Testing for Covid-19 will be offered to all Fife care home staff after criticism the region was not operating in line with national guidance.
A document issued to care home bosses by NHS Fife and Fife Health and Social Care Partnership (HSCP), stated that only “prioritised staff” should be tested, in cases where sending staff home would result in an increased risk to patients.
The Scottish Government confirmed the document was not in line with its policy that any care worker with symptoms should be tested through the NHS.
On Thursday, NHS Fife confirmed it would be reviewing the wording of the document.
NHS Fife’s director of public health Dona Milne said: “NHS Fife in conjunction with the Fife HSCP are in regular touch with all care homes in the kingdom to support their response to Covid-19, and have proactively encouraged participation in the health and social care staff testing programme from this sector.
“Care home managers can put their staff forward for testing and we are not aware of any care homes that have been denied access to testing for their staff.
“In addition to testing symptomatic care home staff, all consenting staff and residents are offered testing in homes where Covid-19 is known to be present, regardless of whether or not they are displaying symptoms and this is supported by our mobile Covid-19 testing team.”
Ms Milne added that Fife HSCP had set up a care home oversight group and a support team to provide rapid testing where needed and oversee the provision of personal protective equipment.
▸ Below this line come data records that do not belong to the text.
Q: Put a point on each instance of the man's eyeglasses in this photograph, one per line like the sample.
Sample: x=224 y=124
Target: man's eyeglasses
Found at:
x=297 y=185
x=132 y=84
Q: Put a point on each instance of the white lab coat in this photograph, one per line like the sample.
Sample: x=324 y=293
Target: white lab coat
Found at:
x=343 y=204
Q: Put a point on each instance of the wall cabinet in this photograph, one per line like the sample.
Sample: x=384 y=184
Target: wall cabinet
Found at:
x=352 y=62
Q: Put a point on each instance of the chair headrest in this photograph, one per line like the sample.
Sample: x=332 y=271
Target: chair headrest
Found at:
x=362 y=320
The now superseded staff testing guidance stated that only prioritised staff would be tested “due to limited testing capacity”.
It is understood the aim was to prioritise frontline staff over those in administrative roles.
A flowchart was included, which advised against testing unless a member of staff displaying symptoms worked in a team with little or no resilience to absorb the workload or their absence was likely to risk the health of patients or the wider population.
Mahri Edgar, who manages Glenburnie Care Home in Leven, described the mismatch between the advice given at local and national levels as “misleading”.
She added: “I understand that limited resources, and also the fact that self isolation remains the greatest precaution, poses the need for a criteria to be set but saying that they are testing all key workers is misleading.
“I would want staff who are from a struggling service to be put before those of services that are resilient to protect the care of residents, but the message from the government saying that all staff can be tested freely does not match practice.
“We should not have to say that we have little or no resilience before getting testing done.”